Unlike prior studies that focused primarily on the IPI or Ann Arbor staging, we systematically assessed a broad spectrum of demographic, clinical, and treatment-related variables in a real-world setting. This approach enabled us to capture heterogeneity often overlooked by traditional indices, such as socioeconomic and marital status, both of which consistently emerged as independent predictors of survival. Their inclusion underscores the multifactorial nature of PG-DLBCL outcomes and extends the scope of prognostic assessment. To minimize model instability caused by collinearity and noise, we employed a multi-angle feature selection pipeline combining LASSO, Boruta, backward stepwise elimination, and BSR. Core prognostic factors—age, stage, chemotherapy, and marital status—were consistently identified across all methods, while features such as income and radiotherapy appeared more context-dependent, potentially reflecting nuanced modifiers of outcome. This layered approach enhanced both reproducibility and interpretability, distinguishing our framework from single-method models commonly reported in oncology research.

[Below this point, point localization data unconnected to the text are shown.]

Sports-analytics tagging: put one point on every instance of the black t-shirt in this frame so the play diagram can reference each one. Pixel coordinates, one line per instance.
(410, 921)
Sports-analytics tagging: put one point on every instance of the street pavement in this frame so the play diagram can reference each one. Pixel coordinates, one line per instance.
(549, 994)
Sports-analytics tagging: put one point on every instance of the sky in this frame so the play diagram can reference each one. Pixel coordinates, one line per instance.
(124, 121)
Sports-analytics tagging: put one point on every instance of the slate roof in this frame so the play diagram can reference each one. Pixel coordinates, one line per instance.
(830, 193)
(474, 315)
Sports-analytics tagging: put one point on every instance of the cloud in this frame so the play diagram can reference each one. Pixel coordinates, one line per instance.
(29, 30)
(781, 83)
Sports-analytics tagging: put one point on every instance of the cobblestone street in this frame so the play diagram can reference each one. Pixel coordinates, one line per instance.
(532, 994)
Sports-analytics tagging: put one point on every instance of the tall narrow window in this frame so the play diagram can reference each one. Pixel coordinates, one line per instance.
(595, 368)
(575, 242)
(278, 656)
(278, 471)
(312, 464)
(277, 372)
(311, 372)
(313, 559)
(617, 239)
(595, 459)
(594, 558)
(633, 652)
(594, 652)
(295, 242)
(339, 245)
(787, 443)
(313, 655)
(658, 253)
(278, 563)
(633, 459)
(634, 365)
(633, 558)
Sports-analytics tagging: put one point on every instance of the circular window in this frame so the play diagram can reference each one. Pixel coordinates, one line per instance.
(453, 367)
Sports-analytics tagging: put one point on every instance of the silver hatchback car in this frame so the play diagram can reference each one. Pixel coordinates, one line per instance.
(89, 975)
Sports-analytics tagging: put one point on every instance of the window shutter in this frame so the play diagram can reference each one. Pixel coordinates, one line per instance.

Among the identified predictors, age was reaffirmed as a dominant factor, consistent with its well-established role in DLBCL prognosis.^2,4,18 Older patients often experience poorer outcomes due to comorbidities, reduced treatment tolerance, and less frequent use of intensive immunochemotherapy. Similarly, chemotherapy—particularly rituximab-based regimens—remains a cornerstone of therapy and was strongly associated with improved survival in our analysis.^{1,4,5,18–20} Beyond biological and treatment-related factors, social and economic variables also shaped outcomes: married patients had superior survival, likely reflecting greater psychosocial support, while higher household income correlated with improved prognosis, potentially due to enhanced access to care.^21–24 These findings highlighted the importance of integrating non-biological factors into prognostic models and addressing disparities in PG-DLBCL management. Ultimately, the XGBoost model built on BSR-selected variables yielded the best predictive performance and was adopted as the final framework.

Beyond predictive accuracy, our model provided transparency through SHAP analysis. One of the major critiques of ML in clinical oncology is its “black-box” nature.²⁵ By quantifying the directionality and magnitude of each predictor’s contribution at both cohort and individual levels, our framework translated complex computational outputs into clinically meaningful explanations. This interpretability is essential for clinician trust and practical adoption, enabling oncologists to understand the rationale for risk classification and to incorporate these insights into treatment planning.^25,26

Clinically, the implications of this model are considerable. The clear separation of survival curves between high- and low-risk groups highlights its utility for refining risk stratification, guiding treatment intensity, and identifying patients who may benefit from closer monitoring or clinical trial enrollment. Moreover, the development of a web-based tool ensured real-time accessibility, bridging the gap between computational modeling and bedside decision-making. Such accessibility enhances the likelihood of clinical integration and may ultimately promote more equitable care for PG-DLBCL patients.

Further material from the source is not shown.